Didn't think/realise about PWM on EN. I'll put some more thoughts into that as well.
constant IN1/EN, PWM on EN => power control with slow current decay
In the above did you mean that or as you say constant EN and PWM on EN?
sorry, copy/paste error on that last one; should have said:
constant IN1/IN2, PWM on EN => power control (including braking control) with fast current decay
constant IN1/EN, PWM on IN2 => power control with slow current decay
And it's possible I got the modes backwards; I didn't read the 298 datasheet too carefully. Consider the voltage across the inductance of the motor, which will define the rate of change of current. Say you induce a current in the inductor and then place a perfect short across it (braking mode is an approximation of this). The only voltage present in that loop will be resistive losses, so the current will decay very slowly. If you instead have an open circuit, the voltage will spike very high until some insulation breaks down and the current will cease very quickly.
With EN off, the transistors are all off so the motor current will pass through the catch diodes and into the power supply, so the voltage across the coil is the supply voltage plus a couple of diode drops, which reduces the current much faster than would occur if the coil were shorted.
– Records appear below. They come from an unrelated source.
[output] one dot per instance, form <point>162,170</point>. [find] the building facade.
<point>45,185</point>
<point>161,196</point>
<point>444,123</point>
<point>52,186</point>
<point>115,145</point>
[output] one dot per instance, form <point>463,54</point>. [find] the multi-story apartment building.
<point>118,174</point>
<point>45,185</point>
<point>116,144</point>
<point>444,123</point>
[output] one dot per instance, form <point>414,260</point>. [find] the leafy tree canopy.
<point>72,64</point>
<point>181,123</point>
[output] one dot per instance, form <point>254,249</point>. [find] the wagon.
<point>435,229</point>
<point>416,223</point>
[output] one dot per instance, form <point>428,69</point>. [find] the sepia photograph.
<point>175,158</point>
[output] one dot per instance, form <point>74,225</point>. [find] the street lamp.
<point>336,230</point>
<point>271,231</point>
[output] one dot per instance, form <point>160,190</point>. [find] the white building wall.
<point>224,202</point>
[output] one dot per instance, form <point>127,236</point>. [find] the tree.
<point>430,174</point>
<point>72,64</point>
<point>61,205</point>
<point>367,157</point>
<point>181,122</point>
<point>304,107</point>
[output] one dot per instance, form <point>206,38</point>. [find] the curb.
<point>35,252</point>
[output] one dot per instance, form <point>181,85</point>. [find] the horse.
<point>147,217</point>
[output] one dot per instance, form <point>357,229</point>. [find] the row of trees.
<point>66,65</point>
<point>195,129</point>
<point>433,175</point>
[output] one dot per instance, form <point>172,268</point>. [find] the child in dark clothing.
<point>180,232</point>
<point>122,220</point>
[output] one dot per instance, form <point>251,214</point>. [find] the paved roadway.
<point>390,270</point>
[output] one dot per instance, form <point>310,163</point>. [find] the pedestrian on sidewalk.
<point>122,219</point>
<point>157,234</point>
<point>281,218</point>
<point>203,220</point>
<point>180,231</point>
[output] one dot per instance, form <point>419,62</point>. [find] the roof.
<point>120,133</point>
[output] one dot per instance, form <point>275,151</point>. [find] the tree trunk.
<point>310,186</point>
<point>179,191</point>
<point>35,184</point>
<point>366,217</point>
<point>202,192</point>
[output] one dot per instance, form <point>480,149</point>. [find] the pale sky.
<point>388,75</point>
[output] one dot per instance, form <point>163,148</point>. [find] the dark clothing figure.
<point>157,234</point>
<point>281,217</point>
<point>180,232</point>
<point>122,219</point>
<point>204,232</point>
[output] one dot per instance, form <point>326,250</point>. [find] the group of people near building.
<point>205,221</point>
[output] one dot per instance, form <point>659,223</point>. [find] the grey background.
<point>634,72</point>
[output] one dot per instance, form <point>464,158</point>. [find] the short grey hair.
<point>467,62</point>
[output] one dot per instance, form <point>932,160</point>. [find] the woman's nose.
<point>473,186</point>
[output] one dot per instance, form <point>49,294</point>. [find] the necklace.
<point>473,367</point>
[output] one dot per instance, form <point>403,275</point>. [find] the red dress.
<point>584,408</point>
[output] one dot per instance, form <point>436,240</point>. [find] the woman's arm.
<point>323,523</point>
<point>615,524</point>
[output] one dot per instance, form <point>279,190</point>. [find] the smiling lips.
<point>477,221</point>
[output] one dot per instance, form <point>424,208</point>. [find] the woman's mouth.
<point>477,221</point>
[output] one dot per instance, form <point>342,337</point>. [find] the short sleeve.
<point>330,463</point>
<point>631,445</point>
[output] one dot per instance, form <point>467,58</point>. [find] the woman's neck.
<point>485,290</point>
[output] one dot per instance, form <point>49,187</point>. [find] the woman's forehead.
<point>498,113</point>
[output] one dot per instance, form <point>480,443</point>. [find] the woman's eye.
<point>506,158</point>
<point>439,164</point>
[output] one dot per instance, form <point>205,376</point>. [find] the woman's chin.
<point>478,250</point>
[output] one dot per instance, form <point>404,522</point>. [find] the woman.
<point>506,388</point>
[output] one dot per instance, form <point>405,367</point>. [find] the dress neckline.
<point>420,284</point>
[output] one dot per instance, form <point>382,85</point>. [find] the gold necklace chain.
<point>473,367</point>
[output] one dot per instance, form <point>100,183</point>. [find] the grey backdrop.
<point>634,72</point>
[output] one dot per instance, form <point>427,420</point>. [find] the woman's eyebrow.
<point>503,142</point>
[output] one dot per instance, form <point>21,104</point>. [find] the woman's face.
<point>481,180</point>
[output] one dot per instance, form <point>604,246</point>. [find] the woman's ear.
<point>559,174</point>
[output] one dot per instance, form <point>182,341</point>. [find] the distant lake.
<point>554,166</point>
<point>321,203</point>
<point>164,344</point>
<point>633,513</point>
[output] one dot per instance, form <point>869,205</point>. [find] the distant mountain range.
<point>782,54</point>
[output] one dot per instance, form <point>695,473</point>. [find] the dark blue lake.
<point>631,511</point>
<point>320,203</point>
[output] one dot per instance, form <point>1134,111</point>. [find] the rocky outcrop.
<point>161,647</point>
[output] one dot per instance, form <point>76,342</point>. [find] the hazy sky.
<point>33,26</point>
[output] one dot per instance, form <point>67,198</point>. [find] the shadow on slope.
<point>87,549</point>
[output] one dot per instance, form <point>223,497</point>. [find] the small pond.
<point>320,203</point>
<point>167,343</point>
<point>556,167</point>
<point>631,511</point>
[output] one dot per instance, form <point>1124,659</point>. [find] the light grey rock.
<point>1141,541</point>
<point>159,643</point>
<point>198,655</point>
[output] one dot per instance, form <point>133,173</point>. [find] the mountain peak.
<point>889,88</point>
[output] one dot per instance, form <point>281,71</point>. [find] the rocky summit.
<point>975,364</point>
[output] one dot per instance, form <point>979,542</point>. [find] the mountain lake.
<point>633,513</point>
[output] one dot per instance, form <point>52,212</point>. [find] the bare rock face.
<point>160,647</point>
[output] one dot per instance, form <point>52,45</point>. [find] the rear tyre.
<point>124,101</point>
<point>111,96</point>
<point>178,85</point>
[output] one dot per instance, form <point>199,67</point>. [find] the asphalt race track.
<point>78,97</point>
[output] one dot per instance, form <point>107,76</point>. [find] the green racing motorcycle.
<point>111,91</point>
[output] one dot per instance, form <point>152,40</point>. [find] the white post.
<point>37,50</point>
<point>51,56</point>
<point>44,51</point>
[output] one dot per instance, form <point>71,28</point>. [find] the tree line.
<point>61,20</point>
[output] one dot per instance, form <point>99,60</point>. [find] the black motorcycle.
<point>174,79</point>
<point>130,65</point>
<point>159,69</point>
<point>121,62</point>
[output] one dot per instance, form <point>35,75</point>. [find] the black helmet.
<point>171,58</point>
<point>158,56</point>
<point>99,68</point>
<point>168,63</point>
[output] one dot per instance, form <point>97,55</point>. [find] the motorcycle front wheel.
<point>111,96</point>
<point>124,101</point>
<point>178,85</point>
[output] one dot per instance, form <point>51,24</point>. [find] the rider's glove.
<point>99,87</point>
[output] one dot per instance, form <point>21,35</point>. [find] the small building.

Fast decay mode is required to implement fast stepping with very large/inductive steppers. Since you're driving a DC motor and don't need the current to drop off quickly, you probably want slow decay mode.
For super-confusion factor, fast-decay mode is free-running stop and vice-versa. Unless I misunderstood something.
If you have a CRO that you can use to observe the motor current with (eg through a small series sense-resistor) in different control modes, it will probably be very enlightening.
Hi friends. I also have the same board as in the picture. I tried my best to attain a fast brake using arduino. But the motor is not stopping very fastly. I gave value of ena. In1 and in2 LOW. But the motor is not stopping suddenly. I think my code is bad. Can anynody write a code???. I didnt quiet undestood what is the deal with the jumpers. Can anybody explain in simple language about the jumpers.???
lukhmansquare:
Hi friends. I also have the same board as in the picture. I tried my best to attain a fast brake using arduino. But the motor is not stopping very fastly. I gave value of ena. In1 and in2 LOW. But the motor is not stopping suddenly. I think my code is bad. Can anynody write a code???. I didnt quiet undestood what is the deal with the jumpers. Can anybody explain in simple language about the jumpers.???
"""IE lose the jumpers and use a 6-way cable to the headers, then you have full control.""""
What is mean by this. Giving high.to ena is quiet understandable. But didnt get what is meant by the 6way headers. There is two connnection in enA(like this '| | '). Should I have to connect the both the connections of the enA to arduino?. Do you ever tried this braking function? Thennplease share the code....
Is it having no effect? The amount of braking depends on the motor, small motors have less torque
so brake less.
Try setting both inputs low and enable low, then twist the motor shaft and feel the resistance.
Repeat with enable high - there should be a difference.
Note that the L298 is a darlington driver so you will only get braking down to a certain lower
speed limit when the forward-voltage of the darlington outputs matches the back-EMF - any slower
than that and there is no braking.
Use a MOSFET H-bridge for much better performance.